The car would not go over fifty miles per hour. The anxious mother was unaware of the mechanical problem. All she knew was that he was not going as fast as she wanted him to go. She started to scream at him, "Go faster!" "Go faster!" over and over again.
He knew could not change things, so he mentally tuned her out. He glanced at the child. He was still somewhat stable and breathing almost normally. Emotionally, Jay was settling down, since he knew that he now was only a block away from the hospital emergency. He stopped at the red light at the intersection and held down the horn ring causing the mechanical siren to scream loudly. Traffic yielded and he turned into the hospital parking lit. He had radioed ahead information about the child. The emergency room personnel were outside the doors and standing by.
As he pulled up to the double doors of the Emergency Room, the Doctor and two nurses met him at the radio car. They quickly moved the infant inside the hospital. The rest was up to the professional staff and the hospital facilities.
Yes, the hospital staff won, that day. The baby not only lived, but he recovered completely.
The sobering fact remains though, that this little boy would have died, if not quickly treated. Had the deputy continued to the station and ignored the request for help, there was little chance that the mother would have ever found medical help for her child.

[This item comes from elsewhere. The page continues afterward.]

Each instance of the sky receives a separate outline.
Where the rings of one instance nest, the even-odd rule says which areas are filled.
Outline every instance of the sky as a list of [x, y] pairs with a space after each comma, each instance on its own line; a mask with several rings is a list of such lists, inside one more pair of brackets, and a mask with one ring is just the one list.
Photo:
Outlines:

Jay remembers to this day, that an intangible thing, a voice, a feeling, something, made him override his personal discomfort and his selfish thoughts that day, then go back to what seemed to be only a person asking directions. This was still another crisis that he was present at the exact time and place. Could this be only a fantastic coincidence or was he guided? He was to get his answer later on.
Many successful cops pay attention to these so called, gut feelings, and then incorporate them into their trained responses. Many lives have been saved because a cop "had a feeling about the situation."
This ends a true story of one of many babies saved by this deputy during an almost ancient procedure called “Grab and Run”. It was to be a fact of this deputy’s career that if he arrived at the side of a living baby or child to be rescued, they did not die.